The album’s most magical moment though, its centerpiece or star of the show if it must have one, goes to “The Wilhelm Scream”. Blake being very young, there’s always that proclivity of youngn’s to go into some kind of dark territory to cry out to the world that they are passionate lonely individuals who have pain in their soul. You know that umpteen year old feeling where you feel like acting suicidal, depressed or weird makes you stand out or having that trait will get you noticed from other people, eventually they will feel you man, FEEL you. It’s pretty embarrassing because I remember exactly acting like that for a period in my very own adolescence. But there’s something very beautiful about going through that, on those car rides home at night, that state of vulnerability that puts you in a position where you can effortlessly drop a tear, hell some of us still go through that. And there’s always a song or musical moment that can trigger that descent into deep despair, and acts as the tipping point to incandescent bodily and spiritual chills. Wilhelm Scream is the new unparalleled champion to evoke these feelings, starting off as a slow finger snapping timbalandesque r&b jam and progresses into an overpowering clash of synths and ghostly echoing reverb that comes together into an engulfing experience that would make it impossible for any living soul to not get neck tingling shivers anytime you listen to it. The lyrics are youthfully simple, inwardly deep but outwardly unsophisticated, but all the more genuine for it. “I don’t know about my dreams, I don’t know about my dreamin anymore, all that I know is that I’m fallin fallin fallin, might as well fall in”. There’s a part of us that sits up high on a mountaintop and we want to fall all the way down, and when we reach to the ground we want to fall down even further and further, deeper and deeper without impact, just falling down in a never-ending euphoric suspension.
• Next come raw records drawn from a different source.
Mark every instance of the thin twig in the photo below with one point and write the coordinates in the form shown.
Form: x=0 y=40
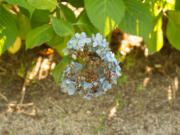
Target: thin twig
x=57 y=106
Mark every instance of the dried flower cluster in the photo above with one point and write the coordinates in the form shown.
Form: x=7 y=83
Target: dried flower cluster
x=94 y=68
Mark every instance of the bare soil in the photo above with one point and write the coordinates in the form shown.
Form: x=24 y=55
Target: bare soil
x=147 y=101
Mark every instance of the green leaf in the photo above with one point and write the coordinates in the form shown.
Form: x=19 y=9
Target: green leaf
x=68 y=14
x=177 y=5
x=59 y=69
x=174 y=16
x=22 y=3
x=62 y=28
x=40 y=17
x=173 y=29
x=39 y=36
x=24 y=25
x=84 y=24
x=138 y=19
x=157 y=36
x=105 y=14
x=59 y=43
x=76 y=3
x=8 y=30
x=43 y=4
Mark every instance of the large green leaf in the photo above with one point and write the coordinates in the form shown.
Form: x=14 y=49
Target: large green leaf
x=76 y=3
x=68 y=14
x=138 y=19
x=40 y=17
x=43 y=4
x=62 y=28
x=8 y=30
x=85 y=25
x=173 y=29
x=22 y=3
x=105 y=14
x=59 y=69
x=24 y=25
x=59 y=43
x=39 y=36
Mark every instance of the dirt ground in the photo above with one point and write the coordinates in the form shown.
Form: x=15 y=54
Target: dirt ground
x=147 y=101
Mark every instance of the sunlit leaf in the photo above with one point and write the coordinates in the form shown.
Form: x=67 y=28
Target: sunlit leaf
x=24 y=25
x=43 y=4
x=68 y=14
x=39 y=36
x=173 y=29
x=85 y=25
x=62 y=28
x=40 y=17
x=8 y=30
x=76 y=3
x=59 y=43
x=22 y=3
x=137 y=20
x=105 y=14
x=156 y=36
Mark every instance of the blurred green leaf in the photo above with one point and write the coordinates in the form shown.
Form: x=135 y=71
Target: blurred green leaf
x=22 y=3
x=84 y=24
x=156 y=37
x=43 y=4
x=59 y=69
x=24 y=25
x=137 y=20
x=68 y=14
x=177 y=5
x=40 y=17
x=59 y=43
x=62 y=28
x=8 y=30
x=105 y=14
x=76 y=3
x=39 y=36
x=173 y=29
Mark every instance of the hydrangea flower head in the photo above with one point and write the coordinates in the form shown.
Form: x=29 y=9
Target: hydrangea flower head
x=94 y=69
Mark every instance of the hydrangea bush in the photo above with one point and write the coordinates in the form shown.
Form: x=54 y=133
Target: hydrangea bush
x=94 y=67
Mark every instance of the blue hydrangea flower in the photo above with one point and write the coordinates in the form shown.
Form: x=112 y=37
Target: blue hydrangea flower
x=99 y=71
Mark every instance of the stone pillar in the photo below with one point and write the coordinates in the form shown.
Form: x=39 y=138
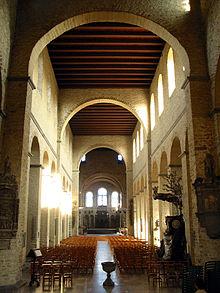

High expectations will always cloud around the most hyped about artist of the time, and with James Blake, there was no exception. The best thing to do is ignore what others think you ought to be and concentrate on whatever feels honest and right to your creative being. There is a very personal driving force that belies this album that makes it more poignant and altogether much better than albums that aspire to be perfect and masterpieces, most of which are just conforming to pre-established principles of what is supposed to be a masterpiece. This certainly is not a masterpiece, but what it is, is a true expression of what Blake is all about, the feelings he wishes to pass to us at this very moment in his life, and not one ounce or single droplet of true honesty is gone to waste.